Palonosetron: a unique 5-HT3 receptor antagonist indicated for the prevention of acute and delayed chemotherapy-induced nausea and vomiting

Edward B Rubenstein
Clinical Advances in Hematology & Oncology: H&O 2004, 2 (5): 284-9
Despite the advance in supportive care that occurred with the introduction of selective serotonin subtype 3 (5-HT3) receptor antagonists, control of chemotherapy-induced nausea and vomiting (CINV) with first-generation agents (ondansetron, dolasetron, and granisetron) is less than ideal. Palonosetron is a unique 5-HT3 receptor antagonist whose distinctive pharmacologic characteristics (ie, high 5-HT3 receptor binding affinity, prolonged half-life) result in superior clinical benefit. Superiority of palonosetron over ondansetron and dolasetron in the prevention of both acute and delayed CINV has been observed in each phase III trial conducted. Of note, such evidence of superiority has never been seen in US Food and Drug Administration (FDA) registration trials of other approved agents in this class.
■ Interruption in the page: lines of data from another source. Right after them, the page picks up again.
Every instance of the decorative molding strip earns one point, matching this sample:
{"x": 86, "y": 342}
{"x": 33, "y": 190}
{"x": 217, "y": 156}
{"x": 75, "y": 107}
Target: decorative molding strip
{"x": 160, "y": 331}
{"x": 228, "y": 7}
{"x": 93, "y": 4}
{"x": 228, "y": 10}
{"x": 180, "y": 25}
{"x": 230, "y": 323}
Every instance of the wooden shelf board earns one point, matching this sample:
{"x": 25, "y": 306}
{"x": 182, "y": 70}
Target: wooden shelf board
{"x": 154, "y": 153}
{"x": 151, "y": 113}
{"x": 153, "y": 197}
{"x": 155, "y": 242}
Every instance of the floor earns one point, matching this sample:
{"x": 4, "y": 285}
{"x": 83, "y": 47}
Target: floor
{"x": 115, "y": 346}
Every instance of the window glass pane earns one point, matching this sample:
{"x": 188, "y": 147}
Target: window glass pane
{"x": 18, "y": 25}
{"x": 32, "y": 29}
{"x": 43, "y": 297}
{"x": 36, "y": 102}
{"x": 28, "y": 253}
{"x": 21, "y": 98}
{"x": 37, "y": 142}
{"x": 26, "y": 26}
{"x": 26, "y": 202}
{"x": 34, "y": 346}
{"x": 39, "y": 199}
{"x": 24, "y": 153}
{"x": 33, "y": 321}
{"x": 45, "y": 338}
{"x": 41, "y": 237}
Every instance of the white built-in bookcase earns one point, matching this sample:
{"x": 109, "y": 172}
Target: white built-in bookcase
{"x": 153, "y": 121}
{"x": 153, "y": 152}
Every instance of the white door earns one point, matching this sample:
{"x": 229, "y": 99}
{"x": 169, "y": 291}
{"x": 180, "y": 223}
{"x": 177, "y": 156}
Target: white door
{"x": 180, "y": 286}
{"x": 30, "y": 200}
Recently approved by the FDA, palonosetron 0.25 mg intravenously is indicated for the prevention of acute nausea and vomiting associated with initial and repeat courses of moderately and highly emetogenic cancer chemotherapy. Unlike other 5-HT3 receptor antagonists, palonosetron is also indicated for prevention of delayed nausea and vomiting associated with initial and repeat courses of moderately emetogenic cancer chemotherapy. Palonosetron exhibits an excellent tolerability profile, with frequency, severity, and duration of adverse reactions similar to that of comparator agents. Unlike older agents that are considered therapeutically interchangeable at equipotent doses, palonosetron should be considered a clinically distinct and superior treatment for the prevention of CINV.